In order to confirm the defects observed in the constitutive Cyp2c44−/− mice, an inducible Cyp2c44 knockout strain (Cyp2c44iKO) was generated by breeding floxed 2C44 mice with CreERT2 mice. The postnatal deletion of genes is usually associated with a milder phenotype and treating the Cyp2c44iKO mice with tamoxifen (from P1 to P4) resulted in ~45% reduction in Cyp2c44 expression on P5 (Fig. 4A). Despite the incomplete downregulation of Cyp2c44 in the latter model the acute postnatal down-regulation of the enzyme increased vessel density without affecting vessel radial expansion (Fig. 4B), thus phenocopying the Cyp2c44−/− mice. Consistent with the increased endothelial cell proliferation observed in retinas from Cyp2c44−/− mice, ERG staining to mark endothelial cell nuclei was increased in Cyp2c44iKO retinas (Fig. 4C). This indicates that the increased vessel density could be mainly attributed to cell proliferation rather than a change in cell morphology. Also at the angiogenic front filopodia numbers were elevated in retinas from Cyp2c44iKO mice (Fig. 4D).
Figure 4. Retinal angiogenesis following the acute knockout of Cyp2c44.
Wild-type (WT) or Cyp2c44iKO (iKO) mice were treated with tamoxifen from P1 to P4. (A) Cyp2c44 expression on P5 determined by RT-qPCR. (B) Isolectin B4 staining in retinal whole mounts from the same animals; bars = 500μm. White boxes indicated the cropped areas shown on the right panels; bar = 100 μm. (C) Quantification of vascularization. (D) Quantification of vessel of branching points in P5 retinas from wild-type and Cyp2c44iKO mice. (E) ERG (endothelial nuclear, red) and Isolectin B4 (green) staining in P5 retinas from wild-type and Cyp2c44iKO mice; bar = 100 μm. (F) High magnification images and quantification of Isolectin B4–stained tip cells and filopodia on P5 retinas. Bar = 20 μm. The graph summarises data from 5-9 mice in each group; **P<0.01, *** P<0.001.

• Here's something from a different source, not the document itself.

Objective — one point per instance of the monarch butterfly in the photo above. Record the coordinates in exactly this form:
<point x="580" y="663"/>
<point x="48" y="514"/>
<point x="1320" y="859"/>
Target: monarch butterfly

3.3. Consequences of Cyp2c44 deletion on gene expression
The increase in vascular diameter at the angiogenic front was reminiscent of the effects elicited by Notch inhibition which triggers the excessive formation of tip cells, increased sprouting and branching, and endothelial hyperproliferation [32]. Indeed, the expression of Notch 1, Dll1 Hes1 and Hey1 were all attenuated in retinas from 5 day old Cyp2c44−/− mice versus their wild-type littermates (Fig. 5A). In the same samples there was a tendency towards increased VEGF expression that failed to reach significance, a decrease in angiopoietin I and an increase in platelet-derived growth factor A expression (Fig. 5B).
Figure 5. Attenuated of Notch signaling in Cyp2c44−/− mice.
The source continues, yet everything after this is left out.